Todo en orden. Morrales en la espalda, bocas pintadas, algunas de tenis y otras de tacones. Así salimos de la huerta, en fila hacia el bar La Luz, en la esquina del Museo, donde Carmen trabajó de salonera. Queríamos tomarnos una cerveza y hablar de recuerdos de esa época, pero el volumen de la música nos hizo cambiar de idea. Nos decidimos mejor por cinco tintos del carrito de los venezolanos, muy cerca del mosaico de la Virgen de la Candelaria que hay escondido en los bajos del metro. A lo lejos se lee una inscripción: “Si quieres que tu dolor se convierta en alegría, no pasarás pecador sin invocar a María”. Invocamos a María del Carmen, que fue la que nos pagó los tintos, y luego caminamos hacia el Parque de Berrío hasta la palma fénix, donde casi siempre están sentados los músicos de cuerda. Cuando nos vieron llegar cambiaron la melodía sosa por una carrilera animada, solo por el placer de ver a las guerreras bailar. Cantamos en coro. Hicimos un trencito. Al mediodía. Como si no hubiera tiempo. Ni preocupaciones. Pero el tiempo fue pasando y ellas se fueron yendo: Rosalba con el amor. Luz Mery con el vecino. Carmen con Adela. Adela con el azar. Como jubiladas, sin jubilación. 

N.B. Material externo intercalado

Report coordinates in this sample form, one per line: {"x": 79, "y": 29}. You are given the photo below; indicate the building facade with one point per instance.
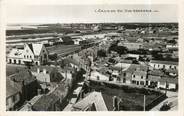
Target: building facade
{"x": 35, "y": 54}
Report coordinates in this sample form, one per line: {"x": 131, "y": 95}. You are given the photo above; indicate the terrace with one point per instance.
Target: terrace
{"x": 132, "y": 97}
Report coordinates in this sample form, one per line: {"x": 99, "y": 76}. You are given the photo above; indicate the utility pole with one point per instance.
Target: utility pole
{"x": 144, "y": 103}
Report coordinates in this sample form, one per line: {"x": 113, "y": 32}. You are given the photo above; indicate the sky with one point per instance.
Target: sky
{"x": 90, "y": 13}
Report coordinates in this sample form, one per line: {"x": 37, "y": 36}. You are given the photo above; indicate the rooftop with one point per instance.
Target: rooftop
{"x": 45, "y": 102}
{"x": 23, "y": 75}
{"x": 11, "y": 88}
{"x": 163, "y": 62}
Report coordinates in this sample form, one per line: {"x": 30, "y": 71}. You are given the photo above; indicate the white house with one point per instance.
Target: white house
{"x": 139, "y": 78}
{"x": 156, "y": 64}
{"x": 12, "y": 95}
{"x": 31, "y": 53}
{"x": 98, "y": 76}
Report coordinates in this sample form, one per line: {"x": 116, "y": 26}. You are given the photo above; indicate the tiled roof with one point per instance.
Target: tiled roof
{"x": 11, "y": 89}
{"x": 140, "y": 73}
{"x": 156, "y": 72}
{"x": 16, "y": 53}
{"x": 169, "y": 80}
{"x": 45, "y": 102}
{"x": 36, "y": 48}
{"x": 23, "y": 75}
{"x": 153, "y": 78}
{"x": 163, "y": 62}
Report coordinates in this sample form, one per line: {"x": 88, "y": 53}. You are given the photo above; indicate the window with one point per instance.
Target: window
{"x": 142, "y": 83}
{"x": 163, "y": 66}
{"x": 19, "y": 62}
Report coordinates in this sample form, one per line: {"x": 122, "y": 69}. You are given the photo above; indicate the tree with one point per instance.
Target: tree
{"x": 101, "y": 53}
{"x": 119, "y": 49}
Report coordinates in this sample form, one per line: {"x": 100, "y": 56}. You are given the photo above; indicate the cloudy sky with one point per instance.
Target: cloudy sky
{"x": 89, "y": 13}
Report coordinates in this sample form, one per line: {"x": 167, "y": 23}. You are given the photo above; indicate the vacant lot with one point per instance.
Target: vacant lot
{"x": 132, "y": 98}
{"x": 62, "y": 50}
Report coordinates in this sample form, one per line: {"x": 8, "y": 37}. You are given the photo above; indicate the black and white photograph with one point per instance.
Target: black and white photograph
{"x": 118, "y": 57}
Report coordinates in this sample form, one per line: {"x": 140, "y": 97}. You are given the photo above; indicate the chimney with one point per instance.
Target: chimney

Yo, que seguía trabajando, regresé al museo a preguntar cuánto mide la huerta.

—Cuarenta y cinco metros cuadrados —dijo Juli Zapata, responsable del Museo después de consultarlo.

Cuarenta y cinco metros cuadrados. Es poca la tierra que necesitan las guerreras para inventarse otro mundo, uno donde las plantas nos oyen.